La sola sezione Romana di un articolo alle pp705‑706 di

William Smith, D.C.L., LL.D.:
A Dictionary of Greek and Roman Antiquities, John Murray, Londra, 1875.

 p705  LI′BERTUS, (ἀπελεύθερος), liberto.

[. . .]

2. Romano. Gli uomini liberi (liberi) erano o Ingenui [Ingenui] o Libertini. I Libertini erano quelle persone che erano state liberate dalla servitù legale (qui ex justa servitute manumissi sunt, Gaio, I, 11). Uno schiavo affrancato era Libertus (cioè liberatus) nei confronti del suo padrone; rispetto alla classe alla quale apparteneva dopo l'affrancamento, era un Libertinus. Secondo Svetonio il libertinus era figlio di un libertus all'epoca del censore Appio Claudio, e per qualche tempo dopo (Claud., 24); ma questo non è il significato della parola negli autori romani superstiti.

C'erano tre modi per la Legitima manumissio, the vindicta, census, testamentum.Se lo schiavo liberato aveva più di 30 anni, se era di proprietà quiritana del suo padrone, se era liberato in forma appropriata (legitime, justa et legitima manumissione) egli diventava un Civis Romanus: se una di queste condizioni mancava, quello diventava un Latinus; e in alcuni casi solo un Dediticius. [Manumissio.] In questo modo, come osserva Ulpiano, c'erano tre tipi di Liberti: i Cives Romani, i Latini Juniani, e i Dediticii.

Lo stato di Civis Romanus e quello di Dediticius, sono già stati descritti. [Civitas; Dediticii.] Riguardo alla situazione politica dei Libertini sotto la repubblica, che erano Cives Romani, vedi Manumissio.

Originariamente gli schiavi che erano liberati in modo da non diventare Cives Romani, restavano ancora schiavi; ma il Pretore li prese sotto la sua protezione e mantenne la loro libertà, benché non potesse renderli Cives Romani. La Lex Junia diede loro una condizione sociale che era espressa dalla frase Latini Juniani: erano chiamati Latini, dice Gaio I, 22, III, 56), perché erano messi allo stesso livello dei Latini Coloniarii, e Juniani perché la Junia Lex dava loro la libertà, mentre invece prima erano schiavi per un diritto positivo/strict (ex jure Quiritium) slaves. Gaio (III, 56) dice che la Lex Junia dichiarava tali persone affrancate come se fossero stati cittadini romani per nascita (cives Romani ingenui), poi emigrati da Roma a far parte di una colonia latina, e perciò erano diventati Latini Coloniarii: questo passo, che non è privo di difficoltà, è sottolineato dal Savigny (Zeitschrift, IX, p320).

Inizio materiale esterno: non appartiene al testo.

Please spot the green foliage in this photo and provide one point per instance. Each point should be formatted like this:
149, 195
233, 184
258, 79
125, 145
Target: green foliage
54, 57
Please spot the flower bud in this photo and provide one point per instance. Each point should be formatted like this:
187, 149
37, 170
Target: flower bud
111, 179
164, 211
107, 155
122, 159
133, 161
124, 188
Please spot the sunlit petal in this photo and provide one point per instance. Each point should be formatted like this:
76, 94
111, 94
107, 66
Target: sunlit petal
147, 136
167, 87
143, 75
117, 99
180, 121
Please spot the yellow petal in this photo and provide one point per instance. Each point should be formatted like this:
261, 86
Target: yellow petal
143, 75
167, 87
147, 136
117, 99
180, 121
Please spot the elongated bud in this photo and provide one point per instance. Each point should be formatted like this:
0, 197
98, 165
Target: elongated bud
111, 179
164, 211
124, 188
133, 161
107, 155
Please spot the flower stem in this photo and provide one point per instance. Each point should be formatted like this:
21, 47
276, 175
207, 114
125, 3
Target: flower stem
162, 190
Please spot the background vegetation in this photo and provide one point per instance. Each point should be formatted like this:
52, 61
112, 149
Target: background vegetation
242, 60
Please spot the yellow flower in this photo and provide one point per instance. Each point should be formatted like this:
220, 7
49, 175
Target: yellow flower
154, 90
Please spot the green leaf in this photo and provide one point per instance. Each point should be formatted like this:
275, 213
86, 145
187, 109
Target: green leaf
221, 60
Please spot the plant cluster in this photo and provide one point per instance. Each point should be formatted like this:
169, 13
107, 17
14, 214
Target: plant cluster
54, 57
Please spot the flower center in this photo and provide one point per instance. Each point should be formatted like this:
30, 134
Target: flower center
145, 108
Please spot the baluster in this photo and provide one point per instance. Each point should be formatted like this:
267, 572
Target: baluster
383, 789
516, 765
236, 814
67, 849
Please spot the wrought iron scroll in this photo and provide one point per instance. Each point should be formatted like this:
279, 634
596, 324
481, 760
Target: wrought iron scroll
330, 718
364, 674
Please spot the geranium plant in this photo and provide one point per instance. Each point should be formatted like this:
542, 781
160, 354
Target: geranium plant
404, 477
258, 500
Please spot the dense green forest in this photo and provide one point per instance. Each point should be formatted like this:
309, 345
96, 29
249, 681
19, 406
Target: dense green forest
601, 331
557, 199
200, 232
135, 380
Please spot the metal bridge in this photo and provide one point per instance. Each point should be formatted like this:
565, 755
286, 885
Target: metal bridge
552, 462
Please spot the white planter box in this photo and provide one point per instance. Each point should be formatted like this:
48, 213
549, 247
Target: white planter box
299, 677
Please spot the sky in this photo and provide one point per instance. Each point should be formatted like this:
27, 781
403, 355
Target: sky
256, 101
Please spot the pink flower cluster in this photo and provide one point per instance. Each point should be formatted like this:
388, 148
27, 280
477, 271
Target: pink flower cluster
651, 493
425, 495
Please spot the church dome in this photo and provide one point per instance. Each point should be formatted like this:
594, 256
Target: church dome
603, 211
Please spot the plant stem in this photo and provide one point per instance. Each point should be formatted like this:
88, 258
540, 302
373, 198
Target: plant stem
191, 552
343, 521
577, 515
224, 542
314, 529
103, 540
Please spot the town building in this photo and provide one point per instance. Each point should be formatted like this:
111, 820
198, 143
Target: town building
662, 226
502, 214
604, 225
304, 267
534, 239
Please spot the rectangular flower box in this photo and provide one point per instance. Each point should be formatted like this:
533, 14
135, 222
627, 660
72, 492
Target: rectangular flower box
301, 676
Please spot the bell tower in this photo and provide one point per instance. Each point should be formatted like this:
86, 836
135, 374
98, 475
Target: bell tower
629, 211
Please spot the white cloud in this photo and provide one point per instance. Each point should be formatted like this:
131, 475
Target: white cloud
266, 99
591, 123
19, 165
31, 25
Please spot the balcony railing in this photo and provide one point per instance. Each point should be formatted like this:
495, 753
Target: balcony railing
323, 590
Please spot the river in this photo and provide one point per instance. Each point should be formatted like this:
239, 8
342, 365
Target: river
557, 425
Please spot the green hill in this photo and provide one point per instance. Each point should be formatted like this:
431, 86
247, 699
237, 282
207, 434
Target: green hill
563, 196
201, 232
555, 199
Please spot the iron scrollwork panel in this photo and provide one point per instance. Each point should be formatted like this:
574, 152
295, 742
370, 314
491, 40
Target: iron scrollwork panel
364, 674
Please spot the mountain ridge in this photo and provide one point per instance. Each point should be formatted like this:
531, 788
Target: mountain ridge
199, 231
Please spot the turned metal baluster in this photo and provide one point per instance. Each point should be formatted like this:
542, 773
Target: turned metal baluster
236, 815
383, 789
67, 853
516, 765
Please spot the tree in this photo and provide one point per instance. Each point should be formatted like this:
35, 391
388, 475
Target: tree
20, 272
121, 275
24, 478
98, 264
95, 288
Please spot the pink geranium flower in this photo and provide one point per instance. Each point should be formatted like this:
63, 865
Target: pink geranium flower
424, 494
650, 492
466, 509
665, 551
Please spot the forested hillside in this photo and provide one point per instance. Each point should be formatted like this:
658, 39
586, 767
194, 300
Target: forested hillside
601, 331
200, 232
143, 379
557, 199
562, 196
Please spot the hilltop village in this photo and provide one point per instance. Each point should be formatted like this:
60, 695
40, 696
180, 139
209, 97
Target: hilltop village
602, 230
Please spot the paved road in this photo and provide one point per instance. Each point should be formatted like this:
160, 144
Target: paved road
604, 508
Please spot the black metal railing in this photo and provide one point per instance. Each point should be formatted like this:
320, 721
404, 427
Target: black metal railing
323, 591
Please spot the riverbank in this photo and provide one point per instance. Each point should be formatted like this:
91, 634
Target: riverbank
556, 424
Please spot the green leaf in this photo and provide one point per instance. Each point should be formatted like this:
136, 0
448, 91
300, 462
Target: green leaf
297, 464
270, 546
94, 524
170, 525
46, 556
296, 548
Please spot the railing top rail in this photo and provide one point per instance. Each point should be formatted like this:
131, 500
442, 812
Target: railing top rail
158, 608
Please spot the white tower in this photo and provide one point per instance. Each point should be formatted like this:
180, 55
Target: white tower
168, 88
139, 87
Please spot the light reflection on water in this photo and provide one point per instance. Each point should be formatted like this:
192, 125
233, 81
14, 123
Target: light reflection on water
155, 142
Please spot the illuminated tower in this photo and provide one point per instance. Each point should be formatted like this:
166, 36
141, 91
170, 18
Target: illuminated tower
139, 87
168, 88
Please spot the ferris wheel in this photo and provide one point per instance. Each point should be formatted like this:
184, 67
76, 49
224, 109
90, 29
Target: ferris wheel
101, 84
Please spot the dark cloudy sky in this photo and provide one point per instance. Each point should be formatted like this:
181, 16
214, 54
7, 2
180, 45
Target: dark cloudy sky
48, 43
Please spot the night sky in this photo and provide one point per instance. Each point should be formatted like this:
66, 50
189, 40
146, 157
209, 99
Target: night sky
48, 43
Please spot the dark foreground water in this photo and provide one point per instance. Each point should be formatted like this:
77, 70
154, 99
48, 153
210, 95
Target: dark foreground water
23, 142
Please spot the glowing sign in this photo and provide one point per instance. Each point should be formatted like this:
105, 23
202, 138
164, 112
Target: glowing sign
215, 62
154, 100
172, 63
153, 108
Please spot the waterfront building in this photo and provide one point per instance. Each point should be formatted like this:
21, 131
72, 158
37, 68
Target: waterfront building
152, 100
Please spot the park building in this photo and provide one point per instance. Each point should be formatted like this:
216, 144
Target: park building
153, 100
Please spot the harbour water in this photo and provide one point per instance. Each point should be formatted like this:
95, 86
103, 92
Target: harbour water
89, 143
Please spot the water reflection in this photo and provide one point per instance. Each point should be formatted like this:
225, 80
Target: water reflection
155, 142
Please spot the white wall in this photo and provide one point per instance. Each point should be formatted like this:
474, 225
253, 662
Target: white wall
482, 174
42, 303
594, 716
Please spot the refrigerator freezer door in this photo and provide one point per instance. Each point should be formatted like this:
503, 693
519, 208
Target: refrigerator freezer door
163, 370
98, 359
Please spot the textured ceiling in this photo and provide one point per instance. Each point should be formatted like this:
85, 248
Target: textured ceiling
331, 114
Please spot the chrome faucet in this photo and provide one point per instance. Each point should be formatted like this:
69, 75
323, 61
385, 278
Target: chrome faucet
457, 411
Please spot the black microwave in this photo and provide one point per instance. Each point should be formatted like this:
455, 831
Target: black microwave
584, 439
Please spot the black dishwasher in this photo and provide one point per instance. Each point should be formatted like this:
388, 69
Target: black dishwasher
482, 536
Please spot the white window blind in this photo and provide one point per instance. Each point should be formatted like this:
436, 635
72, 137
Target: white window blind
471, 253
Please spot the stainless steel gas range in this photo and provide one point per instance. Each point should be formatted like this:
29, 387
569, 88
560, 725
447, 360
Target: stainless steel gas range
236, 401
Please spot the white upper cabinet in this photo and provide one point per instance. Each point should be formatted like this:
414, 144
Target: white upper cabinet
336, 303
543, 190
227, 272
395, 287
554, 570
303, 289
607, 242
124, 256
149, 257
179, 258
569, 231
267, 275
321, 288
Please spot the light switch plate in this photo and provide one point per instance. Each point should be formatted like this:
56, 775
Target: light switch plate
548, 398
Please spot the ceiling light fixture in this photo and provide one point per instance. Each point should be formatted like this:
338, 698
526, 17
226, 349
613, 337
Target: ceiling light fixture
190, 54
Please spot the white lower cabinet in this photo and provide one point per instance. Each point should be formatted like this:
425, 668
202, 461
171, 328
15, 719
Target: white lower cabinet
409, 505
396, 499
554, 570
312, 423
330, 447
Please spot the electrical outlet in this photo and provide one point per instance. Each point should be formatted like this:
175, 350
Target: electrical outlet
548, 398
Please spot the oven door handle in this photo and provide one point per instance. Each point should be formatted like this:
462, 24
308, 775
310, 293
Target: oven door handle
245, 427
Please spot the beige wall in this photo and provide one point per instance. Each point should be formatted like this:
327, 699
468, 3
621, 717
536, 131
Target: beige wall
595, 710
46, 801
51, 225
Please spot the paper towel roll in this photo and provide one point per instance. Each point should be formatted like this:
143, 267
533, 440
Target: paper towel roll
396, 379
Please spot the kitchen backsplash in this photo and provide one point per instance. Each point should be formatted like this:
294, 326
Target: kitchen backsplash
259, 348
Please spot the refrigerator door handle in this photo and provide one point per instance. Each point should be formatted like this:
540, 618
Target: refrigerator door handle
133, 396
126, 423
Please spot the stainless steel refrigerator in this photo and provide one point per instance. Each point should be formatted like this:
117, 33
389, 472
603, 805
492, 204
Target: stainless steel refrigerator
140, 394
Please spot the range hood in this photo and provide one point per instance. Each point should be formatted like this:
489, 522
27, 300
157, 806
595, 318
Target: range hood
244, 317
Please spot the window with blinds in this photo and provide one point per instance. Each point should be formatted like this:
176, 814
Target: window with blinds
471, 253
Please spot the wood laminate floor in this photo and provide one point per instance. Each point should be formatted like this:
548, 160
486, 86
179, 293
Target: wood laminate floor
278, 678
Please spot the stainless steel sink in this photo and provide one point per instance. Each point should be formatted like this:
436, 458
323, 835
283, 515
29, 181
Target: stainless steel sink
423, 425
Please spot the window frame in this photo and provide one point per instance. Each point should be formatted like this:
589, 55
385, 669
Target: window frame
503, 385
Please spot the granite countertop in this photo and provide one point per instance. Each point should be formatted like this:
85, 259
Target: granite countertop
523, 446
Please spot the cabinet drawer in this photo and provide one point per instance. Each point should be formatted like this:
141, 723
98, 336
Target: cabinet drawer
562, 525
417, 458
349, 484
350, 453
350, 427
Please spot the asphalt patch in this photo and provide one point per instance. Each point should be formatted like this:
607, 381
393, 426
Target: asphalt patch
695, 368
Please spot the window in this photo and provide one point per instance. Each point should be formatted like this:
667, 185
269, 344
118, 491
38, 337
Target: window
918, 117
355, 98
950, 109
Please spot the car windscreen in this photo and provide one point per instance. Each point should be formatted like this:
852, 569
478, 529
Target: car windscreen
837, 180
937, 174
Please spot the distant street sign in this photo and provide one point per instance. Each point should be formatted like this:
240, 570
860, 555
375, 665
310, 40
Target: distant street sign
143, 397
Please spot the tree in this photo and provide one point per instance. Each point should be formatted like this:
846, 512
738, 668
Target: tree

Un Latinus poteva ottenere la Civitas in modi diversi ( Gaio, I, 28, &c.; Ulp., Frag., tit.3; Latinitas.) Siccome la patria potestas era uno Jus peculiare per i cittadini romani, ne conseguiva che un Latinus non aveva la patria potestas (Romana) sui suoi figli. Se, tuttavia, egli era sposato o con una Latina e questa gli dava un figlio, che poteva essere ovviamente un Latinus, oppure era sposato con una civis, cittadina romana che, grazie a un senatoconsulto di Adriano, poteva essere un Romanus Civis, egli poteva, (osservando le condizioni previste dalla Lex Aelia Sentia, nel primo caso ottenere la civitas per sé, per sua moglie e per il figlio, e in entrambi i casi acquisire la patria potestas sul suo figlio, come se questo fosse nato da justae nuptiae (Gaio, I, 30, 66).

La legge che concerne le proprietà (bona) dei Libertini può essere esaminata alla voce Patronus; vedi anche Ingenui e Lex Junia.